I am creating a change request workflow. Throughout the workflow I notice there are about 3 status with similar names
- CAB Inital Review
- Pre-change CAB Review
- Post-change CAB Review
I read about this https://community.atlassian.com/t5/Jira-Core-questions/Two-of-same-status-in-workflow/qaq-p/108233 which suggesting to use single status name "Review" with different condition.
If I follow the suggestion above, means my review statuses will always be the same that is "Review". my questions:
1. CAB as reviewer, will he or she knows which kind of review he or she is currently at ?
2. In the dashboard and reporting. Can I differentiate between review statuses ? How to find out which review taking the most time ?
3. Should I just use 3 review statuses as I designed initally ?
Hi @Mustafa Abdat,
I've seen instances where 3 review statuses are made. As a JIRA admin, you want to stay away from making too many statuses. Depending on the number of statuses you currently have that is an option. But the reviewer will not know the kind of status with this option.
Another option could be to make 1 status called 'Review' and add a custom field to the screen.
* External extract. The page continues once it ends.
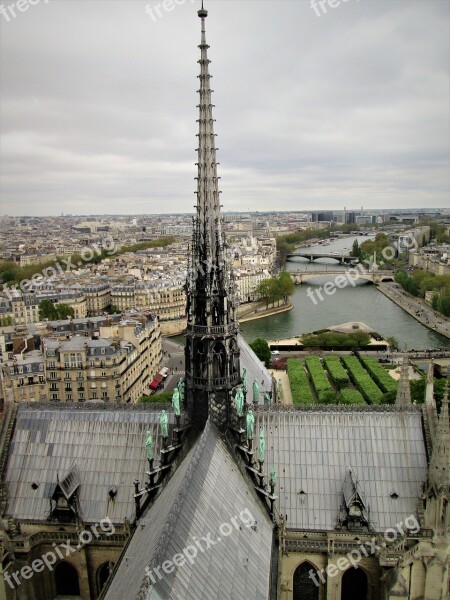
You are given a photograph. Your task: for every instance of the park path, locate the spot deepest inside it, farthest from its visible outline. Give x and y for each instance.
(287, 395)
The custom field could be called 'Review Status' (for example) and have a drop down box that has Pre-change CAB Review and Post-change CAB Review.
The only caveat is that someone would have to choose from the drop-down box once it's transitioned/or in Review.
In your dashboard, when using a gadget or creating a report, you can create a JQL filter to pull issues in specific statuses.
It depends on where you would like to place the complexity.
Decisions are better or worse depending on your goals.
Both approaches have pros and cons.
I usually defend simplicity. However, if a requirement cannot be easily met but by increasing complexity, I'm open to making exceptions.
When a requirement increases configuration complexity, I usually ask questiions about why it is needed and analyse if it's really worth it.
How much value would a certain configuration add to the organisation?
How many billions do we loose if we do not implement it? (kidding)
How many people would take advantage of it?
Whose life would be easier with it? And whose life would be more difficult?
How would that change impact Jira? Does it need maintenance?
Who am I likely to disagree with depending on my decision?
What real monetizable actions could be triggered by having that setting in place?
Well, I could have focused just on the technical pros and cons, but that's either documented, or learnt through experience in an easier manner.